People were also injured in the incident, the Department of Disaster Prevention and Mitigation said, but it did not say how many. Officials were working to secure the site in Suphan Buri province and help people who were impacted, it said. The cause of explosion was being investigated.
Suphan Buri is about 95 kilometers northwest of Bangkok, in the heart of Thailand’s central rice-growing region.
The office of Prime Minister Srettha Thavisin, who is in Switzerland for the World Economic Forum, shared a video showing him being told over the phone by the regional police commander that there were 20 to 30 workers at the factory at the time of the explosion and that none of them could be found.
Kritsada Manee-In, a rescue worker with the Samerkun Suphan Buri Rescue Foundation, who earlier estimated that around 15 to 17 people had been killed, said an exact count was difficult because the bodies were in pieces.
Photos posted on social media showed a thick plume of black smoke rising over the scene of the blast in an otherwise unoccupied rice field.

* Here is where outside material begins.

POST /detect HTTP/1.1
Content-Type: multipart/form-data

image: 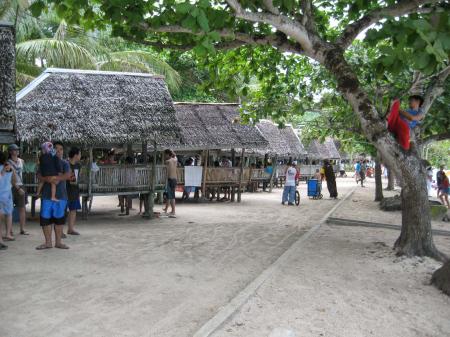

Photos posted online by local rescue workers showed the factory site virtually levelled flat aside from debris and body parts.
National police chief Torsak Sukvimol confirmed local news reports that there had been another explosion at the factory in November last year that killed one worker and seriously injured three others.
He said police would pursue legal action for any wrongdoing involved.
The blast, whose cause was not immediately clear, came less than a month before the Chinese New Year in February, when demand for fireworks is strong.
In July last year, a large explosion at a fireworks warehouse in southern Thailand killed at least 10 people and wounded more than 100, according to officials.
That explosion in Narathiwat province was in a residential area and damaged about 100 houses within a 500-metre radius, according to the Department of Disaster Prevention and Mitigation.
The Narathiwat governor said that blast was likely ignited by construction work in the warehouse, with sparks from metal welding causing the fireworks stored inside to catch fire and explode.